Here is the problem I pull a csv into a pandas data frame that looks like so:
Identity Date value1 value2 Random
Apple 1/1/2005 10 10 Orange
Apple 12/1/2005 1 1 Orange
I need to then call the Identity Apple, find its min and max dates and insert rows ie months in order to interpolate between the two points so the end result becomes
Identity Date value1 value2 Random
Apple 1/1/2005 10 10 Orange
Apple 2/1/2005 0 0 Orange
Apple 3/1/2005 0 0 Orange
. . . . .
. . . . .
. . . . .
Apple 12/1/2005 1 1 Orange
The problem is that although I can loop through a list of identities and get all rows associated I cant seem to find a way to then insert extra rows, especially without a nasty for loop. essentially I need to bridge the date gap and fill the associated Identity values with zeros.

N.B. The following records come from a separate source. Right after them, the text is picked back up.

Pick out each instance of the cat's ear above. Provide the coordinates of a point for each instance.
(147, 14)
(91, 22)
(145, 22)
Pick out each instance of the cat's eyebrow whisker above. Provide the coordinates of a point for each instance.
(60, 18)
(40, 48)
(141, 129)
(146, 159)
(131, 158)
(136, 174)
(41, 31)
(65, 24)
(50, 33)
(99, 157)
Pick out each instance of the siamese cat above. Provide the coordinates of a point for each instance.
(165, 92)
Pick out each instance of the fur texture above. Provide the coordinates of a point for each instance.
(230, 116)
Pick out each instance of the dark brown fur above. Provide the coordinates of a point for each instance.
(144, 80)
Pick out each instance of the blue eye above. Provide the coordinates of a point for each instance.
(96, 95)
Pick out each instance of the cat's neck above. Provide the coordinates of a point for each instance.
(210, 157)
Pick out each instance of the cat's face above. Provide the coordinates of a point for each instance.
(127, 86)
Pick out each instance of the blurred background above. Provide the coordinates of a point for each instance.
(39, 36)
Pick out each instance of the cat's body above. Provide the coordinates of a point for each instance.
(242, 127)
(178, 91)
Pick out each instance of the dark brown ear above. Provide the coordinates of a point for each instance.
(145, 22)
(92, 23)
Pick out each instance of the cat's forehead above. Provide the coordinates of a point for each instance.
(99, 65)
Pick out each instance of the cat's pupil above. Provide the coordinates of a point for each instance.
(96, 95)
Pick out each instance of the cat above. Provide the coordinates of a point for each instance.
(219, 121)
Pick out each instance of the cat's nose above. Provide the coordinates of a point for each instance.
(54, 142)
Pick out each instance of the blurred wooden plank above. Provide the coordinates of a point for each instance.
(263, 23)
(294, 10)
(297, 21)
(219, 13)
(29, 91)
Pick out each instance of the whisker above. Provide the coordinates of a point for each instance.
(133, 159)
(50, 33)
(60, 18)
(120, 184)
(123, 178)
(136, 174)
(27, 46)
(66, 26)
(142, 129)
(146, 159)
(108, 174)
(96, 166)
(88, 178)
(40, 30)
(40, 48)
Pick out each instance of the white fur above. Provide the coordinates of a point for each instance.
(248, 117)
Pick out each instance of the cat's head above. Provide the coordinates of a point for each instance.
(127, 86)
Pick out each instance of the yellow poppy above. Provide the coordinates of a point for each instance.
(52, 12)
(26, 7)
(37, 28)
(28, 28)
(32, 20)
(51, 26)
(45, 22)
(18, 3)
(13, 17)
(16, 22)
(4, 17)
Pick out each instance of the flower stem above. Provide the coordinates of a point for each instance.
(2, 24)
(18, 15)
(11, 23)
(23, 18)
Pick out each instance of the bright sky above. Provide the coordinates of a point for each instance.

list = ['Apple','Banana','Orange']
for i in range(0,len(list))
data.loc[data['Identity'].isin(list[i])]
EDIT:
Working Code Below:
import pandas as pd
df = pd.DataFrame([['Apple',pd.to_datetime('1/1/2005'),10,10,'Orange'], ['Orange', pd.to_datetime('8/1/2005'),1, 1 ,'Apple'],['Apple', pd.to_datetime('12/1/2005'),1, 1 ,'Orange']])
df.columns = ['Identity','Date', 'value1' , 'value2','Random']
full_df = pd.DataFrame()
dummydata = []
indentity = ['Apple','Orange']
random = ['Orange','Apple']
years = ['2005','2005']
for i in range(0,2):
full_df = pd.DataFrame()
full_df['Date'] = [pd.to_datetime(str(x)+'/1/'+str(years[i])) for x in range(1,13)]
full_df['Identity'] = indentity[i]
full_df['Random'] = random[i]
dummydata.append(full_df)
full_df = pd.concat(dummydata)
result = full_df.merge(df,how='left').fillna(0)
#print(dummydata)
#print(full_df)
print(result )